The atomic RMW decides which wins the race to be that thread, but it doesn't need to sync with any previous writer to prevent overlap of their "critical sections". (https://preshing.com/20120913/acquire-and-release-semantics/)
You don't have a critical section. The load of val
could have happened before the CAS, but that would still be fine because you'd still load the initial value then. And there's no release
store so nothing lets other threads know that your val
update is complete.
I wouldn't call it a one-shot spinlock, that has potentially misleading implications like that you'll sync-with the lock
variable and that other threads can see when you're done. (BTW, lock
needs to bet atomic_int
aka _Atomic int
not plain int
.)
This is a bit like a guard variable for a non-constant initializer for a static
variable which is one-shot for the whole program, although that actually does still need acquire
, unfortunately, unless you can separate the case where one thread very recently finished init vs. cases where we've already synced-with the init. Maybe a third value for the guard variable and something like a global all-threads membarrier() system call that runs itself on all cores / threads.

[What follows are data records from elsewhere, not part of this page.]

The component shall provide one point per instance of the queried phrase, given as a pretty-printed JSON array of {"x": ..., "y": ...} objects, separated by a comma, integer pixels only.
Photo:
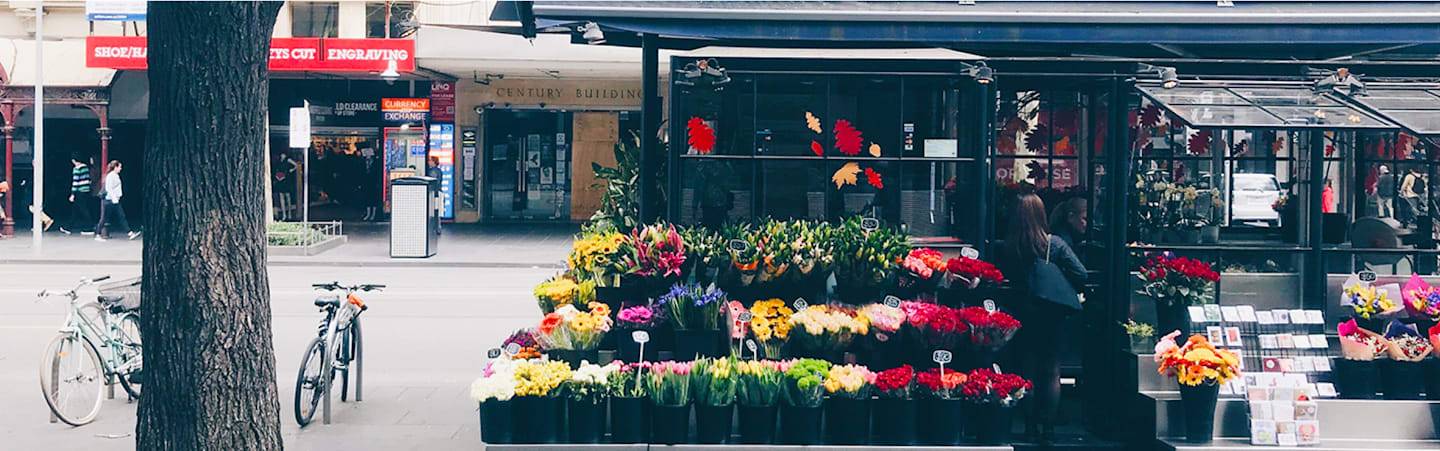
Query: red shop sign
[{"x": 287, "y": 54}]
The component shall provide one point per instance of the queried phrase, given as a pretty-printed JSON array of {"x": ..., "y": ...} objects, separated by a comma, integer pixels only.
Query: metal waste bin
[{"x": 415, "y": 222}]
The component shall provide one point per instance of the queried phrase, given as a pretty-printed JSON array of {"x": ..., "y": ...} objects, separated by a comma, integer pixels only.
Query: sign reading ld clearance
[{"x": 287, "y": 54}]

The new code has one thread running an infinite loop around try_lock()
/ do work / unlock
. The other thread spinning on a CAS(acquire)
to set another bit that will make the first thread stop, and to sync with its release store.
But there are no shared variables other than atomic_int state;
, so there's no difference between relaxed
and release
/acquire
. Operations on a single object don't reorder with each other within the same thread even for relaxed
. seq_cst
would forbid store-forwarding where one thread sees its own stores before they're globally visible (to all threads).
The first loop will exit (via one if or the other) on the first failed CAS_strong. So as soon as the second thread succeeds at its CAS to set the second bit.
This isn't a locking algorithm: the second thread can succeed at setting EXIT_FLAG while the first thread is inside its "critical section", i.e. while WORK_FLAG
is set in state
. No strengthening of the memory_order
parameter to any of the operations can change this.
Without acquire
in the first thread's CAS which "takes the lock" (setting WORK_FLAG
), later operations can become visible to other threads before state
changes. That's a problem for a normal lock, but this is far enough from being a lock that it's not obvious what exactly do work
and do the clean
are supposed to be.
Only one thread will run do the clean
; either the first or second thread depending on when the second thread succeeds at a CAS.